Description: The performance liquid propellant engines can be significantly improved by increasing both combustion temperature and pressure and reducing engine weight. State of the art Bi-propellant engines are metallic; the highest temperature combustion chambers are made of iridium/rhenium metals. Utilizing carbon-carbon composites for thrust chamber structures can reduce component weight by as much as 90%. Unfortunately carbon composites suffer from unacceptably high oxidation rates. Lining carbon-carbon chambers with a thin layer of iridium or iridium/rhenium is an innovative way to provide the oxidation barrier necessary to enable the use of carbon-carbon composites. This proposal evaluates using metal-lined carbon-carbon to produce high pressure, light weight thrust chambers.

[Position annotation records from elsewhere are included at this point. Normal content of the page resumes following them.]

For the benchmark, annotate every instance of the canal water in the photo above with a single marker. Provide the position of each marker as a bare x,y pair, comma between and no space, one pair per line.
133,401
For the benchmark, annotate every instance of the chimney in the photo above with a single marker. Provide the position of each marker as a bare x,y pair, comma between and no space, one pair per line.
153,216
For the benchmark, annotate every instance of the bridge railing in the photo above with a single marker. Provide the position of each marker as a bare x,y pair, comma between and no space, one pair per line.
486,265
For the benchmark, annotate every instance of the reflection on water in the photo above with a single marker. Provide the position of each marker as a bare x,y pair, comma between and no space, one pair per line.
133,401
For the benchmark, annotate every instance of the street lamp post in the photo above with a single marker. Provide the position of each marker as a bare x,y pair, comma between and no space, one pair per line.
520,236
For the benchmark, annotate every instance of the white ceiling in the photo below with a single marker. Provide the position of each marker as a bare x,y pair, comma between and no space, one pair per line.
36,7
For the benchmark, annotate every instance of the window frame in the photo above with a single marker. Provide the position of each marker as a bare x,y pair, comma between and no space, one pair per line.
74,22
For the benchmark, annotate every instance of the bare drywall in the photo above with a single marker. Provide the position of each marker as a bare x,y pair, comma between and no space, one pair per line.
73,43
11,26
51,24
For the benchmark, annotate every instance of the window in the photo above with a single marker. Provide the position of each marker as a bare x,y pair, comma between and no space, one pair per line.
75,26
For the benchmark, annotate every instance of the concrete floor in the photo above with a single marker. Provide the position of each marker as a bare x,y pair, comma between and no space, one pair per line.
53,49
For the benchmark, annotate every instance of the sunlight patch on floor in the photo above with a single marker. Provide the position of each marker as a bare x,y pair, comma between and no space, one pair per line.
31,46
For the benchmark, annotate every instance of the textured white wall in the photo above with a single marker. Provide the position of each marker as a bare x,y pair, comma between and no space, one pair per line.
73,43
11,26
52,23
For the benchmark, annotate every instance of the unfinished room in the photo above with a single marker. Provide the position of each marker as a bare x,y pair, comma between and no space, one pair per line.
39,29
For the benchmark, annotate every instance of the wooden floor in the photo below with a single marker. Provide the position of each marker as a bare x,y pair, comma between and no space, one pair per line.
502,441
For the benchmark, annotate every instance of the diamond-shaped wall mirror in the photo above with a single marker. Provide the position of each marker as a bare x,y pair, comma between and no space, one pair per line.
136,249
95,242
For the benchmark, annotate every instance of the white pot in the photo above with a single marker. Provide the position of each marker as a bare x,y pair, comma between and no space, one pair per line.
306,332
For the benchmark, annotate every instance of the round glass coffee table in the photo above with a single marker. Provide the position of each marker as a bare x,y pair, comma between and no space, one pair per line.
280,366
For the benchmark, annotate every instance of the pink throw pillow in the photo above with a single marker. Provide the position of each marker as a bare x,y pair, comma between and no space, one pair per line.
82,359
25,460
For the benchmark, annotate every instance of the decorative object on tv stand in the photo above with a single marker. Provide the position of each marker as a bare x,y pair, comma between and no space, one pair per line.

Benefits: Rocket nozzles for satellites and military. Metal lined carbon composite technology has applications for crucibles, heat pipes, propulsion subcomponents, x-ray targets, sputtering targets, turbines, rotors, furnaces, power generation

Mars Ascent Vehicle, Altair Ascent Module, reaction control systems, in-space propulsion, attitude control, orbit maintenance, repositioning of satellites/spacecraft, and descent/ascent engines, nuclear power/propulsion, microgravity containment crucibles and cartridges.